I was out feeding the chickens, but after my husband gave me the message, I got a jar off the shelf and went to meet our neighbor. He asked me if I’d heard about the quake that had happened at 3:20 a.m., centered in American Canyon, about five miles southwest of Napa.
I hadn’t felt it, but his wife had. Napa is exactly 34 miles from our farmette and it was a fairly large quake at 6.1, according to seismologists. The 1989 Loma Prieta quake, by contrast, was a 7.0 quake on the San Andreas Fault, a major fault line.

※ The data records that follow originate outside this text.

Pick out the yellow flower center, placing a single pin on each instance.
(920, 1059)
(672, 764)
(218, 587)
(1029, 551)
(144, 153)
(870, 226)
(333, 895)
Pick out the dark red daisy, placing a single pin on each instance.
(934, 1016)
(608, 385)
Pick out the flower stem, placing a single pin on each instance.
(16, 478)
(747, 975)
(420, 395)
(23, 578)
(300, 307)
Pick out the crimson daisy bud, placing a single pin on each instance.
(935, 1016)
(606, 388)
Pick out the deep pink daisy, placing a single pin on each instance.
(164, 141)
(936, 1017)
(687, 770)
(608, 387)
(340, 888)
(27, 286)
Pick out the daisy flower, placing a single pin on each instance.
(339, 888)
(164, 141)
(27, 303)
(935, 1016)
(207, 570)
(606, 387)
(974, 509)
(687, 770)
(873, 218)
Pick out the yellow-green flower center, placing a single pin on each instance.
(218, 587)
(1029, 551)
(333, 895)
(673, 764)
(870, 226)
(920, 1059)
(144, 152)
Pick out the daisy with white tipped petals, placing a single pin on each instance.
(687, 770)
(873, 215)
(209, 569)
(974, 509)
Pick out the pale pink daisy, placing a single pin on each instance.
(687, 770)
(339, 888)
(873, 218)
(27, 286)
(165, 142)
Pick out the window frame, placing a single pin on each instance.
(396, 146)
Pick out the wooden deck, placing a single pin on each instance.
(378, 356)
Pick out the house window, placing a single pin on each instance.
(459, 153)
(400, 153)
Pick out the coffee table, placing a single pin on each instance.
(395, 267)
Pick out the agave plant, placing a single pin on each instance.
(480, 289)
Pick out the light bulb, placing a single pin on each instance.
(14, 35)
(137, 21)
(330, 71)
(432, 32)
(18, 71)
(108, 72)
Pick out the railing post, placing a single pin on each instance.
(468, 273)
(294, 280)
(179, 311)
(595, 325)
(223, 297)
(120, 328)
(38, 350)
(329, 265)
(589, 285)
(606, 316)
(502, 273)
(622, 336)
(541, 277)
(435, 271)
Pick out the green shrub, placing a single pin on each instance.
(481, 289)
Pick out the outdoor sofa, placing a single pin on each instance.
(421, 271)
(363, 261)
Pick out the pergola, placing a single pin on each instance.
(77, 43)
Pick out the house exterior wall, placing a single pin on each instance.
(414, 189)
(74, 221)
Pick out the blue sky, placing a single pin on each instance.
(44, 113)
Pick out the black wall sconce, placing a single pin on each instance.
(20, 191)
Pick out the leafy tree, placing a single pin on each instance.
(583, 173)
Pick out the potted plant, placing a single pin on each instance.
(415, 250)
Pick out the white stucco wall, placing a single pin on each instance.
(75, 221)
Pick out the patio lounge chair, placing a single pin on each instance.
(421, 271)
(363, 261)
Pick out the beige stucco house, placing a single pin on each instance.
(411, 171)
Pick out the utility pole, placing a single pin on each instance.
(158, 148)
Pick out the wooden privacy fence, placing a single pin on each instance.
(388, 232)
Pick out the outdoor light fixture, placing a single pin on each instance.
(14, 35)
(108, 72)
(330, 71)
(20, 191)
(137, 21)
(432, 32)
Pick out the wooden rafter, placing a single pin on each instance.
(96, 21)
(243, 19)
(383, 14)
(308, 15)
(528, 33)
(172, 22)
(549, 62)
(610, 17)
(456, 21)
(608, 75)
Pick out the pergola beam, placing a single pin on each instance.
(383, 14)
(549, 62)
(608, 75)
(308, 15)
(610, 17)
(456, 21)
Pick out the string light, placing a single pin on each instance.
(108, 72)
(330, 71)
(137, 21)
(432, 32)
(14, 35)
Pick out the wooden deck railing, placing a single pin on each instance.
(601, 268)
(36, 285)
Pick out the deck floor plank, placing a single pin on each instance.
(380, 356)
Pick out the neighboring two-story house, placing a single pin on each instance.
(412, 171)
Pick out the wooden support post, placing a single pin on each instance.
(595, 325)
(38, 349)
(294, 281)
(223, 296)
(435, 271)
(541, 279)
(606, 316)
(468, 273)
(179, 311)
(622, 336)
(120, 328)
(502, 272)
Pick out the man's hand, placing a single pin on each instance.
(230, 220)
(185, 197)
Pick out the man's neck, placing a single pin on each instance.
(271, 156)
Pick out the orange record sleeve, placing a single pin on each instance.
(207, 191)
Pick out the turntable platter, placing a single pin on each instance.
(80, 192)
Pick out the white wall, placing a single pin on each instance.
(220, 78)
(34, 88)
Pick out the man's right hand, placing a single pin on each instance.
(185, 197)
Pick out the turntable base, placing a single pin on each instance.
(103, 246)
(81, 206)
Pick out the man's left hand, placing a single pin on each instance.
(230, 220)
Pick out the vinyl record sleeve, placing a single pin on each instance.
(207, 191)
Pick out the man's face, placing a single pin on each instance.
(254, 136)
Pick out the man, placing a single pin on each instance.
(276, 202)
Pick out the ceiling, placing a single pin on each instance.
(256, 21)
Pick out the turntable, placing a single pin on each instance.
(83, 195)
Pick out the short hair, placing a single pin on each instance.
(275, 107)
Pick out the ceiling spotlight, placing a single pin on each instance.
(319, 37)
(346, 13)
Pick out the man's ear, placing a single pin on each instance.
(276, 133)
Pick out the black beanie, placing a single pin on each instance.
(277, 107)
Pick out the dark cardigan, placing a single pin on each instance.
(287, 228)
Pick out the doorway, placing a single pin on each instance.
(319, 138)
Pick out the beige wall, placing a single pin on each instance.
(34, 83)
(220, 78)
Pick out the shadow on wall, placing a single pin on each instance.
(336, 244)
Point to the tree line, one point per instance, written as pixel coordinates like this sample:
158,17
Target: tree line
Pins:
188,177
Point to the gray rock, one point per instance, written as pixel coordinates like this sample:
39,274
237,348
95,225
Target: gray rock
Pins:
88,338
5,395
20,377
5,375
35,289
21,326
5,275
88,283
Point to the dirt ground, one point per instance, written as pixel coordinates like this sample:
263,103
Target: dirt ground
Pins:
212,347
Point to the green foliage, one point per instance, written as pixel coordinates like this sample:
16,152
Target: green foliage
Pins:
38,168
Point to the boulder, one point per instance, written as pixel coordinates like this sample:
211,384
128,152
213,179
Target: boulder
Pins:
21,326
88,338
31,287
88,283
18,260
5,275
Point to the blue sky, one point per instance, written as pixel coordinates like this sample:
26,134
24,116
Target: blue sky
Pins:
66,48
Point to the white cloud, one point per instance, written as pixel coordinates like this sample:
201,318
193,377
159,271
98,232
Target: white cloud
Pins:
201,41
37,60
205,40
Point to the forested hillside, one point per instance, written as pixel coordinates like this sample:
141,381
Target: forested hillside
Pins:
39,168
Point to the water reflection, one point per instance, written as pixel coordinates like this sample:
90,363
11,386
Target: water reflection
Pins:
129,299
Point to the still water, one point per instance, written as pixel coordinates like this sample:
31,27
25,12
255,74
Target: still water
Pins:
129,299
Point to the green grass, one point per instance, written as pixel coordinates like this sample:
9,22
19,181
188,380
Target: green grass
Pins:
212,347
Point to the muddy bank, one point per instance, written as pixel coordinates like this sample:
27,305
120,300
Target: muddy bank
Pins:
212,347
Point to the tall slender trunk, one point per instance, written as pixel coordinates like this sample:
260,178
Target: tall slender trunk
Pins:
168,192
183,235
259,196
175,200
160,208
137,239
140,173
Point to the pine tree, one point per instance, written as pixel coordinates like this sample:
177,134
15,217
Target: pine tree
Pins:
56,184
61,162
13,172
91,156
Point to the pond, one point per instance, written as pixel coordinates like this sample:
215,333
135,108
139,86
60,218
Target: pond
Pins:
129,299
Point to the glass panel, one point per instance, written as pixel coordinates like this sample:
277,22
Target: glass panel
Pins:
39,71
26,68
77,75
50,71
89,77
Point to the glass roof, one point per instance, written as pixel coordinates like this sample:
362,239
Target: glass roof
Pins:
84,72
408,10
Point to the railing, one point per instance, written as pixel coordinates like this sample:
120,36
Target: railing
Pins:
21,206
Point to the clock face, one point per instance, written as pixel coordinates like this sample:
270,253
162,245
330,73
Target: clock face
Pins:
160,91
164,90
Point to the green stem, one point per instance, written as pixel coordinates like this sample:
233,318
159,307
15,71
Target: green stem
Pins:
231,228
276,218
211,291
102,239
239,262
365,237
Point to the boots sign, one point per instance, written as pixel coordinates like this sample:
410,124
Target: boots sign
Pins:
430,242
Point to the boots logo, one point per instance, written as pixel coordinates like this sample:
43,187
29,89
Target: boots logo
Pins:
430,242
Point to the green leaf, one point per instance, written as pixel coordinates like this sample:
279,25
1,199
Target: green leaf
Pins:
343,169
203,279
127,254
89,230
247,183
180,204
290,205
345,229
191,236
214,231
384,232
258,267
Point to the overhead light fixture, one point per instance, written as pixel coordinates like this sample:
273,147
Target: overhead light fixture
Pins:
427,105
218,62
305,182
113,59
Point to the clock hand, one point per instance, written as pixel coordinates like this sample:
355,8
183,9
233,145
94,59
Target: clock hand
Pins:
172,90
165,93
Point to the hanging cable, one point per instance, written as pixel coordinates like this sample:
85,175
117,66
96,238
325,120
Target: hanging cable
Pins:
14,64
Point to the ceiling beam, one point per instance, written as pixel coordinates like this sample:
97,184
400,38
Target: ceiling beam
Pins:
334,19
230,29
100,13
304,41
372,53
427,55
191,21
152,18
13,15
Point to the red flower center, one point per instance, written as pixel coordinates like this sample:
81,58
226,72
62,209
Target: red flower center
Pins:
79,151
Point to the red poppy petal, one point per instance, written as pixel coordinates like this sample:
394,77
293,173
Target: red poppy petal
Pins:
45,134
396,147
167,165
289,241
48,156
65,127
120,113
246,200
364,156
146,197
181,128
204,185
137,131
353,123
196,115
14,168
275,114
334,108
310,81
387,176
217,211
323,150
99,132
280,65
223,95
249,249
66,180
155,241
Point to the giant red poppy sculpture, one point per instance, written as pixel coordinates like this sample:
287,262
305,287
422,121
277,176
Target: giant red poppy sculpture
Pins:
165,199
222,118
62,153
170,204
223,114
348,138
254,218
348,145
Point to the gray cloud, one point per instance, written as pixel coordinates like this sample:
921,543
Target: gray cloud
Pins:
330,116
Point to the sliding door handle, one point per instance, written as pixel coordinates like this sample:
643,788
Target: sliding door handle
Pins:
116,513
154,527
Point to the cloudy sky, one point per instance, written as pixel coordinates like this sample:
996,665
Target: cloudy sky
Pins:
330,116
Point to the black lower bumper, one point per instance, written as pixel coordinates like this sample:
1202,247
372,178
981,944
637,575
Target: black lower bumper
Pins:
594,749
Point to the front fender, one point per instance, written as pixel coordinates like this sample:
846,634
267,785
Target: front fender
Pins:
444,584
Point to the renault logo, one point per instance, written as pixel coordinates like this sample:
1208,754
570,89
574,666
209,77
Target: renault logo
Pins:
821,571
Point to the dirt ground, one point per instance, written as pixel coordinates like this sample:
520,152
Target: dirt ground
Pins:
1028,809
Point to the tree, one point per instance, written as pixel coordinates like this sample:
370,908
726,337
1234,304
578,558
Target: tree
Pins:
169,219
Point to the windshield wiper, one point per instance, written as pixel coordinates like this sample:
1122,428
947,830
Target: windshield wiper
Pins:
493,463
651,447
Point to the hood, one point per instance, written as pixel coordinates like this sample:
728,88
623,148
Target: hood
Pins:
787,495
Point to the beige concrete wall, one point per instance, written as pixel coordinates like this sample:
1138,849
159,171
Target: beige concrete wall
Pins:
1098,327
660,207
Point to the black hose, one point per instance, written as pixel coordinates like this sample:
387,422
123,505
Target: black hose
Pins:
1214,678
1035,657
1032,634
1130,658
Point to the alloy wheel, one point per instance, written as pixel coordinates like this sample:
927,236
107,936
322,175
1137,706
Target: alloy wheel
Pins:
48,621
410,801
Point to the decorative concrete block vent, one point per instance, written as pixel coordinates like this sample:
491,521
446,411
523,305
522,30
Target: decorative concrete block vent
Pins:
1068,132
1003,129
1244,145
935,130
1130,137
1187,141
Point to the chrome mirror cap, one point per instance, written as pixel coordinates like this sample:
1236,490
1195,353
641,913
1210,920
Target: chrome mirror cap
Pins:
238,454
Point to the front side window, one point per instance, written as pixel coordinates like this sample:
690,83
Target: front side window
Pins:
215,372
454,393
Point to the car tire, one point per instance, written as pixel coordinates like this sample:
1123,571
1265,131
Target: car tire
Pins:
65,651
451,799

The Loma Prieta Quake is the one I’ll never forget. At 5:04 p.m., it interrupted a Bay Area World Series game that my husband attended with a buddy. Candlestick Park went dark and San Francisco, because of broken gas lines, erupted in flames. My husband couldn’t get back home until 4:00 in the morning.
According to Dan Vergano, writing for National Geographic, the Napa Valley quake likely was caused by a series of cracks beneath the earth “tied to the famed and feared San Andreas Fault.
Vergano went on to say that some early reports suggested that the quake may have been provoked by the Franklin Fault that has been dormant for 1.6 million years. See http://news.nationalgeographic.com/news/2014/08/1400824-earthquakes-usgs-napa-california-faults-science/
The news reports videos on local television stations showed cracks through vineyards and across Highway 121 as well as wine bottles strewn on the floor at wineries. See, https://www.yahoo.com/travel/this-is-what-it-looks-like-when-an-earthquake-hits-wine-95640002407.html
The Napa airport control tower lost its windows. The Gold Rush-era buildings downtown are badly damaged, some in spite of earthquake retrofitting. The quake ran roughly 6.7 miles beneath Napa wine country (by contrast the Loma Prieta quake ran about 11 miles deep).
The cleanup is on; the community is pulling together as our Bay Area folks and first-responders always do in times of emergency or natural disaster.